Cihad, cahil ana, babaların, dünya çıkarları için
uğraşanların, keyifleri, zevkleri için zulüm, işkence yapan şeflerin aldattığı,
inlettiği insanları küfürden, felaket yolundan kurtarmak, İslâm ile
şereflendirmektir. Cihad, küfür, işkence ve kötülük içinde yetiştirilmiş,
karanlığa atılmış zavallıları, İslâm ışığı ile aydınlanmalarına mani olan
diktatörlerin, sömürücülerin zararlarını yok etmek için, canını, malını feda
etmektir. İnsanları, sonsuz Cehennem azabından kurtarmak, sonsuz Cennet
nimetlerine kavuşturmak içindir. Güç kullanılarak yapılan cihadı, fertler,
kişiler değil, devlet yapar. Fertlerin başkalarına saldırmalarına cihad değil,
çapulculuk, barbarlık denir. Cihada katılamayanın, mücahitlere dua etmesi
farzdır. Kâfirler, cihat sayesinde zalimlerin işkencelerinden kurtularak iman
ile şereflenir. İslâmiyeti duyup, anladıktan sonra, iman etmeyenlerden, İslâm
devletinin adaleti altında yaşamayı kabul edenlerin dinine, canına, malına
dokunulmaz. Bunlar, İslâmın adaleti, şefkati altında hür ve rahat yaşar.
Cihad, isyan etmek, yıkmak değildir
Sual: Zamanımızda cihad etmeyi, isyan etmek, öldürmek, yakmak, yıkmak şeklinde
tanıtıyorlar. Gerçekten cihad etmek böyle midir?

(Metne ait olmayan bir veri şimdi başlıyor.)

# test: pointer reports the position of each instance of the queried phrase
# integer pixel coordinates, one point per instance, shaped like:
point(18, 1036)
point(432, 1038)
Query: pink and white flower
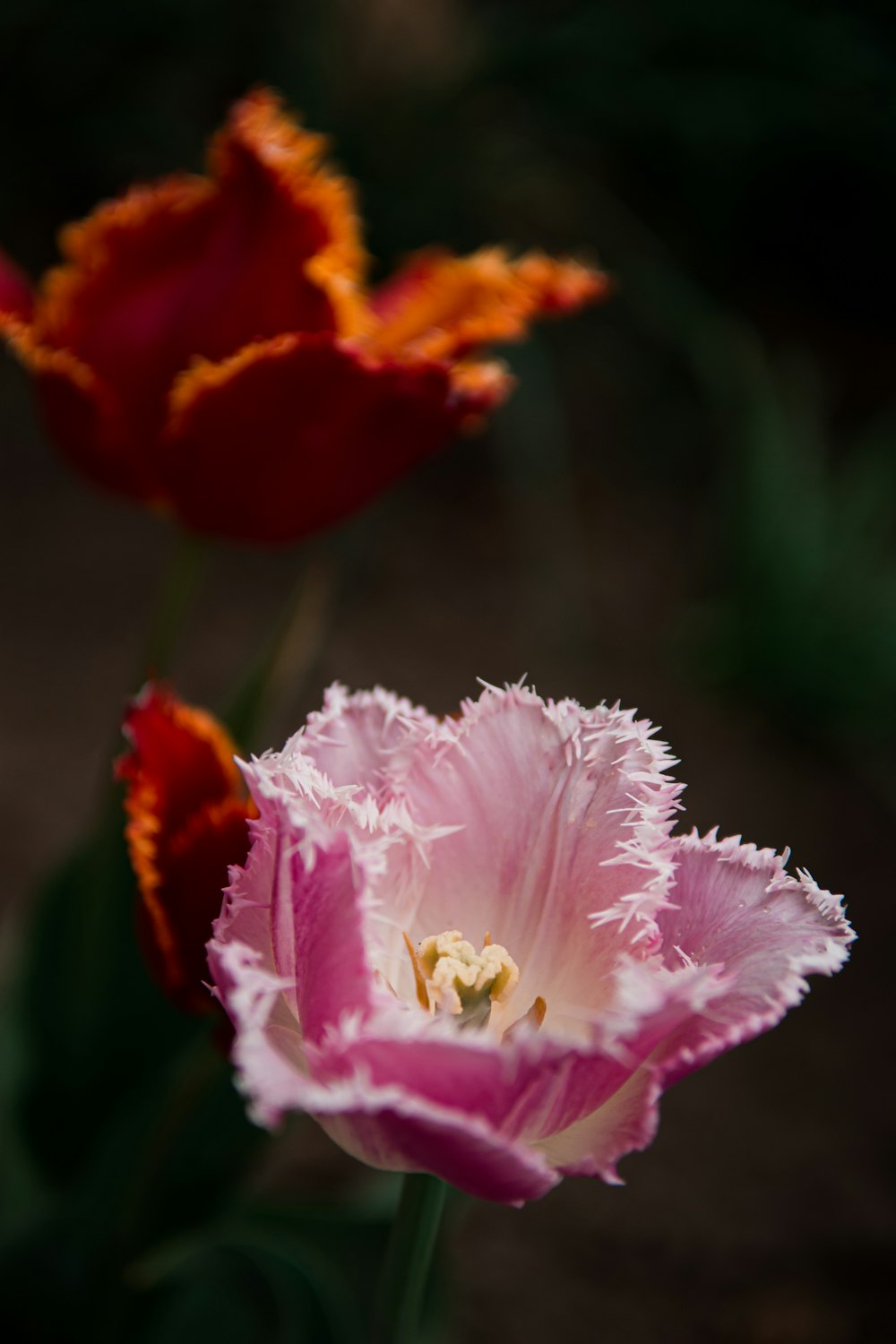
point(614, 957)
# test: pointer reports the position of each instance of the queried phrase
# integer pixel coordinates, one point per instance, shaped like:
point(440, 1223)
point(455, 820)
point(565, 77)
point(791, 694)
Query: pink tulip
point(473, 948)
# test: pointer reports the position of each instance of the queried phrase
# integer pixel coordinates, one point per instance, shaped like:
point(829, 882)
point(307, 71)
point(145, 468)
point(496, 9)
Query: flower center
point(452, 976)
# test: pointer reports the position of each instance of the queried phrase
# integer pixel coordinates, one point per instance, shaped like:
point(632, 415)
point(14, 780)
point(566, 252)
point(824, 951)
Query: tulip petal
point(366, 739)
point(198, 268)
point(625, 1124)
point(311, 427)
point(80, 411)
point(444, 306)
point(563, 823)
point(187, 817)
point(735, 906)
point(387, 1126)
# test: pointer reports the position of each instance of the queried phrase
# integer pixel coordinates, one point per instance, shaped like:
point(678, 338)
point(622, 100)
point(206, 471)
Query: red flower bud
point(187, 822)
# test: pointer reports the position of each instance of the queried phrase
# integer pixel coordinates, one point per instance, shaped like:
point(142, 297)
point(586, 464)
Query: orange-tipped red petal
point(187, 822)
point(81, 413)
point(443, 306)
point(309, 427)
point(198, 266)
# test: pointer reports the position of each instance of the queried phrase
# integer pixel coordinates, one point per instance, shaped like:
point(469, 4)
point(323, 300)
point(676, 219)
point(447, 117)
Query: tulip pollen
point(450, 975)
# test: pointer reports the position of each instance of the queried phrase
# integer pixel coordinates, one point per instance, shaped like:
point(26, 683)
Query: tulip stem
point(175, 594)
point(408, 1261)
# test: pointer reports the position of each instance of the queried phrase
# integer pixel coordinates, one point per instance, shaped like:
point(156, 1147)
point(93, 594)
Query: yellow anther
point(535, 1016)
point(419, 978)
point(460, 980)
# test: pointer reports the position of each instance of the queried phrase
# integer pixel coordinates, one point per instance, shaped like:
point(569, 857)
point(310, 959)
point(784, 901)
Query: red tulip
point(210, 346)
point(187, 822)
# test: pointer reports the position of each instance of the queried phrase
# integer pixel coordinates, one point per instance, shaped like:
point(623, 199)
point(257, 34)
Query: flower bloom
point(187, 811)
point(210, 344)
point(473, 946)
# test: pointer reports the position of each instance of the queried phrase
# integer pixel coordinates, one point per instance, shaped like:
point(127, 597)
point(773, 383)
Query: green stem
point(409, 1255)
point(177, 591)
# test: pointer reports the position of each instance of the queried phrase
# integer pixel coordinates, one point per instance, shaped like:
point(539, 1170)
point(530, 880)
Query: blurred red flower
point(187, 822)
point(210, 344)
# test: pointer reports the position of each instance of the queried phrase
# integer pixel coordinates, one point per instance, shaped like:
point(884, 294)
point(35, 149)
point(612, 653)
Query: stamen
point(419, 978)
point(458, 980)
point(535, 1016)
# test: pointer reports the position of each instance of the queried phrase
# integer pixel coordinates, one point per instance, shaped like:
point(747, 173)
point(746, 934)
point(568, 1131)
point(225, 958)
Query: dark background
point(688, 505)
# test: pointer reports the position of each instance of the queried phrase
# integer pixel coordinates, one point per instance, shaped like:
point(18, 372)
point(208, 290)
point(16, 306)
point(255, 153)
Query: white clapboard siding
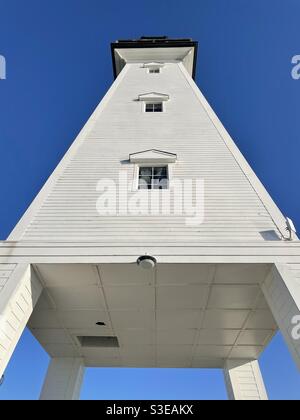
point(233, 210)
point(6, 271)
point(18, 296)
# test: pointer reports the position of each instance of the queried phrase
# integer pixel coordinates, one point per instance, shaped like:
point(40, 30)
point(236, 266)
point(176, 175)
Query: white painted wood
point(244, 381)
point(236, 209)
point(282, 292)
point(64, 379)
point(18, 298)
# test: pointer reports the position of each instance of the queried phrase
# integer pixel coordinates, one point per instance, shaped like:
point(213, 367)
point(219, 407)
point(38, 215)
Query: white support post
point(244, 380)
point(19, 293)
point(282, 292)
point(64, 379)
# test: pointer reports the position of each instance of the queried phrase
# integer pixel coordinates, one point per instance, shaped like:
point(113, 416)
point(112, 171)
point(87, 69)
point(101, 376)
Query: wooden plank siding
point(234, 211)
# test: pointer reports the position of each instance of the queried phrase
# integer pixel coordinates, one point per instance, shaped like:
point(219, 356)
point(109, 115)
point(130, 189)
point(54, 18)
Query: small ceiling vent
point(98, 342)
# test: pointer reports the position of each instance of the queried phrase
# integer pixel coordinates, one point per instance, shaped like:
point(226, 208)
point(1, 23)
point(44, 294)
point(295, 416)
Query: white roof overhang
point(153, 156)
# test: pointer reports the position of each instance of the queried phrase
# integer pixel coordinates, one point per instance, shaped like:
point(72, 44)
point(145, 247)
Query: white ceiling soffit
point(185, 55)
point(153, 156)
point(154, 96)
point(153, 65)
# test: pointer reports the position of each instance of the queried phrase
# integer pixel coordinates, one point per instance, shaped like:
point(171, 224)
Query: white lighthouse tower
point(202, 278)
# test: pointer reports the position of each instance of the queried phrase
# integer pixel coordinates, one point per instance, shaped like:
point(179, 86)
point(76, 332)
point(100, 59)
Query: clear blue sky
point(58, 69)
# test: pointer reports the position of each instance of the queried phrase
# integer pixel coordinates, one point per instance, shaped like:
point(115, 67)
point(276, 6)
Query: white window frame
point(154, 70)
point(136, 177)
point(152, 103)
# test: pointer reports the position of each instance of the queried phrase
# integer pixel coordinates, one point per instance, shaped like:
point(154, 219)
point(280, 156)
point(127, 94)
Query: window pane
point(153, 177)
point(149, 107)
point(147, 171)
point(145, 183)
point(158, 107)
point(160, 171)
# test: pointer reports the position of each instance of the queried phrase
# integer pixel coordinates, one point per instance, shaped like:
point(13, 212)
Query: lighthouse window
point(154, 71)
point(154, 107)
point(153, 178)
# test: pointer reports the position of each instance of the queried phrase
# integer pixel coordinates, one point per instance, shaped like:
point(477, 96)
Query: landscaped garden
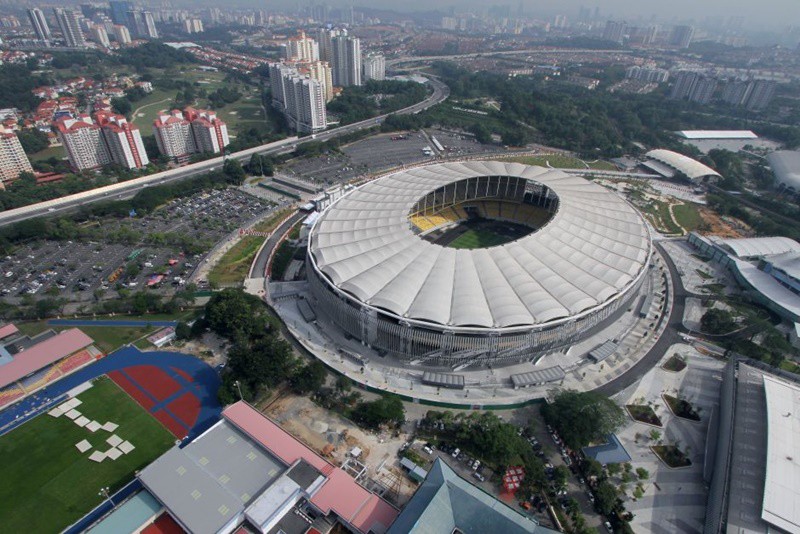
point(643, 414)
point(681, 408)
point(675, 364)
point(672, 455)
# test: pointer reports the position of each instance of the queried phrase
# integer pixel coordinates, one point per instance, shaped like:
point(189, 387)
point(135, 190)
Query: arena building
point(479, 262)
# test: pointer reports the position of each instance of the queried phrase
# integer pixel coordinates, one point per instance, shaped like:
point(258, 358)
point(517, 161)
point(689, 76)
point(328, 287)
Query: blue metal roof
point(611, 452)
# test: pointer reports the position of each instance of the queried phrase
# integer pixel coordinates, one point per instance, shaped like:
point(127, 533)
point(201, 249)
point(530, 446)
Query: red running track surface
point(185, 408)
point(129, 388)
point(153, 380)
point(164, 524)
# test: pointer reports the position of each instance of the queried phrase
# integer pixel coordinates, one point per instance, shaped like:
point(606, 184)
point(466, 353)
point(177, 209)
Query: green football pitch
point(47, 484)
point(480, 238)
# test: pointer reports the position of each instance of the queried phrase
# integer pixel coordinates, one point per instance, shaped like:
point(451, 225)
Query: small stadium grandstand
point(28, 364)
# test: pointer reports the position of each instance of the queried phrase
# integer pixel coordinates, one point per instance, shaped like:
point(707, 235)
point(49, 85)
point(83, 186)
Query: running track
point(192, 374)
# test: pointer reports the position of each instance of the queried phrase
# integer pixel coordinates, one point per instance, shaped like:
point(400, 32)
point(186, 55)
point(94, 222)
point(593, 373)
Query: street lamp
point(104, 493)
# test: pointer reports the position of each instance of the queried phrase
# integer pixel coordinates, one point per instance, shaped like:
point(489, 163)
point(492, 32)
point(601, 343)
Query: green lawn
point(688, 216)
point(146, 110)
point(48, 485)
point(51, 152)
point(479, 238)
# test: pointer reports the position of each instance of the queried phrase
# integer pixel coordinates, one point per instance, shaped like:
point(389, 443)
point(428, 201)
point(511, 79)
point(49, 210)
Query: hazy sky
point(777, 13)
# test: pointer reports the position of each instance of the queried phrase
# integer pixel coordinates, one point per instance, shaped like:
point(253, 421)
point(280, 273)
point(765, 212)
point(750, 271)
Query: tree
point(386, 410)
point(561, 476)
point(308, 377)
point(606, 495)
point(234, 314)
point(582, 418)
point(716, 321)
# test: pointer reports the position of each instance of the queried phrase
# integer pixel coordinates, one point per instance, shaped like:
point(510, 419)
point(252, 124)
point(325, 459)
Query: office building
point(300, 98)
point(682, 36)
point(119, 11)
point(100, 36)
point(346, 64)
point(84, 143)
point(615, 31)
point(374, 67)
point(40, 26)
point(121, 34)
point(69, 24)
point(124, 141)
point(302, 48)
point(193, 26)
point(13, 159)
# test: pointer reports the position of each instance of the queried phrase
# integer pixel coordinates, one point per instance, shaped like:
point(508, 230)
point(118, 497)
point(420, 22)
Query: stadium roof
point(756, 247)
point(43, 354)
point(446, 502)
point(786, 166)
point(692, 168)
point(594, 247)
point(782, 485)
point(207, 484)
point(717, 134)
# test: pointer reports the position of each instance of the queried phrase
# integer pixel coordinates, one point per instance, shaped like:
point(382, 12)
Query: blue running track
point(204, 386)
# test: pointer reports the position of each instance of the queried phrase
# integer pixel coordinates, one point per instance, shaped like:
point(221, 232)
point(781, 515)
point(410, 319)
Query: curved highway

Cevap: Cihad demek, ihtilal yapmak, amirlere karşı gelmek ve hükûmete
isyan etmek, dövmek, yıkmak, kırmak, sövmek demek değildir. Böyle şeyler
yapmak, fitne çıkarmak olur. Yani bölücülük olur. Müslümanların ezilmesine,
hapse girmesine ve din, iman bilgilerinin yasak edilmesine yol açar. Böyle
fitne çıkaranlara Peygamber efendimiz lanet etmiştir. Hapse girmeyi istemek,
bir Müslüman için şeref değildir. Müslüman için şeref; İslâmın güzel ahlakını
edinmek, herkese iyilik etmek, İslâmiyete uymak, her mahluka faydalı olmaktır.
Hapse giren, bu şereflerden mahrum kalır. Kendini tehlikeye atmak ahmaklıktır,
günahtır. Zira Allahü teâlâ (Kendinizi tehlikeye atmayınız!) buyuruyor.